Vivimos tiempos difíciles. Y no me refiero solamente a lo económico o lo institucional, sino también y sobre todo a un clima social que se ha ido volviendo más hostil, más agresivo, más violento. Un clima que se expresa en las redes con insultos cobardes, en las calles con escraches y piedrazos, en las escuelas con bullying, en las casas con violencia machista. Todas estas formas tienen algo en común: se alimentan del desprecio por el otro, del fanatismo y de la deshumanización.

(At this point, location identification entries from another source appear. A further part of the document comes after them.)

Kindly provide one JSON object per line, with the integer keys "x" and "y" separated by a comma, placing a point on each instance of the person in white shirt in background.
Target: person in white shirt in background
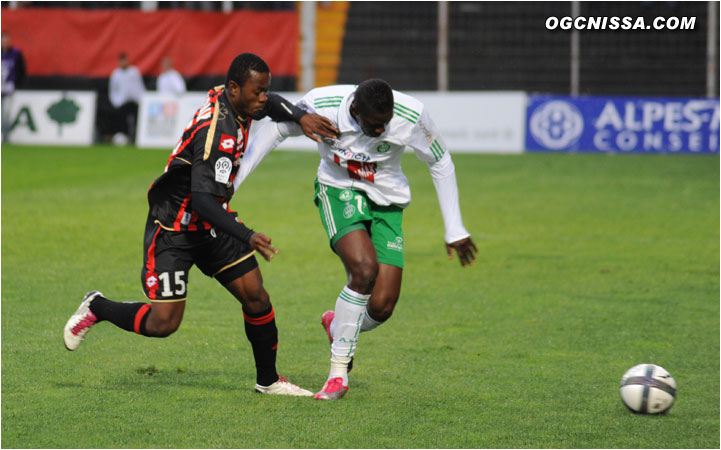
{"x": 170, "y": 81}
{"x": 360, "y": 192}
{"x": 125, "y": 91}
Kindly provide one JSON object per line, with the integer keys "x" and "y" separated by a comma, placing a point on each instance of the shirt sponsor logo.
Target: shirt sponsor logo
{"x": 396, "y": 245}
{"x": 347, "y": 154}
{"x": 151, "y": 280}
{"x": 223, "y": 168}
{"x": 227, "y": 144}
{"x": 348, "y": 211}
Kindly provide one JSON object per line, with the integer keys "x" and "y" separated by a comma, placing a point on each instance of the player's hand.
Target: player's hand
{"x": 466, "y": 250}
{"x": 261, "y": 243}
{"x": 316, "y": 127}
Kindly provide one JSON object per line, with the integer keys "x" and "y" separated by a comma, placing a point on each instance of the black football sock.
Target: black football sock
{"x": 130, "y": 316}
{"x": 263, "y": 336}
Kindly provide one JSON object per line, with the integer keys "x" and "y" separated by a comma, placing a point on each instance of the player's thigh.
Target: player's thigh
{"x": 166, "y": 263}
{"x": 342, "y": 211}
{"x": 387, "y": 234}
{"x": 224, "y": 257}
{"x": 249, "y": 290}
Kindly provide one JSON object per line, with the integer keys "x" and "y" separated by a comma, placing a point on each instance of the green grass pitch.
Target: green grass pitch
{"x": 588, "y": 265}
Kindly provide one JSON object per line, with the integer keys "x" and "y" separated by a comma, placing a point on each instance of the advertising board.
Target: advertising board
{"x": 622, "y": 124}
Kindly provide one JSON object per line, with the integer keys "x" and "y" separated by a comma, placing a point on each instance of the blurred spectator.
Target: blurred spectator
{"x": 125, "y": 91}
{"x": 170, "y": 81}
{"x": 13, "y": 72}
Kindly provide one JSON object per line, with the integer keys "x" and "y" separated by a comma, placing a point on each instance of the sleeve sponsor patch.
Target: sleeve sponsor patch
{"x": 223, "y": 167}
{"x": 227, "y": 143}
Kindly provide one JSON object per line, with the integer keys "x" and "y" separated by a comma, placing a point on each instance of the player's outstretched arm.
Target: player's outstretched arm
{"x": 317, "y": 127}
{"x": 313, "y": 125}
{"x": 261, "y": 243}
{"x": 466, "y": 250}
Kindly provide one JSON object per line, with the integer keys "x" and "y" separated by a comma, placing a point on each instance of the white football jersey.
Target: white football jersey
{"x": 372, "y": 164}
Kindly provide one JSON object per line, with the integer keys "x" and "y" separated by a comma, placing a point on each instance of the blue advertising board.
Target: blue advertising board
{"x": 622, "y": 124}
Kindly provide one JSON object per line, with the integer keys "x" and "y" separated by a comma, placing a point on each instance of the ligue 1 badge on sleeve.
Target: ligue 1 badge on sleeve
{"x": 223, "y": 168}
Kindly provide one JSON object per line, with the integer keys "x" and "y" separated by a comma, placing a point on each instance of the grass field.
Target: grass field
{"x": 588, "y": 265}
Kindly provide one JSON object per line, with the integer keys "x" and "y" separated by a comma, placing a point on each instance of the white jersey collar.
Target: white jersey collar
{"x": 346, "y": 122}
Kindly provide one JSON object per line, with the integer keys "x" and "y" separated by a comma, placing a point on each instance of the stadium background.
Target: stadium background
{"x": 588, "y": 264}
{"x": 441, "y": 47}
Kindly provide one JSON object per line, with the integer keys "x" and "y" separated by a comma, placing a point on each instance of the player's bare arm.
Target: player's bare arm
{"x": 316, "y": 127}
{"x": 261, "y": 243}
{"x": 466, "y": 250}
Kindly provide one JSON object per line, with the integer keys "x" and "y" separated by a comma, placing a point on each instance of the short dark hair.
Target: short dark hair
{"x": 374, "y": 95}
{"x": 241, "y": 66}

No es casual que muchos de estos discursos sean fogoneados desde el poder. En nuestro país, el kirchnerismo ha construido su identidad sobre la base de la confrontación permanente, dividiendo a los argentinos entre “pueblo” y “enemigos”, entre “militantes” y “traidores”, entre “nosotros” y “nadie”. El episodio del canal TN, con militantes encapuchados que dicen responder a Cristina Fernández de Kirchner, no hace más que replicar esa lógica: quien piensa distinto debe ser golpeado, silenciado, intimidado, excluido.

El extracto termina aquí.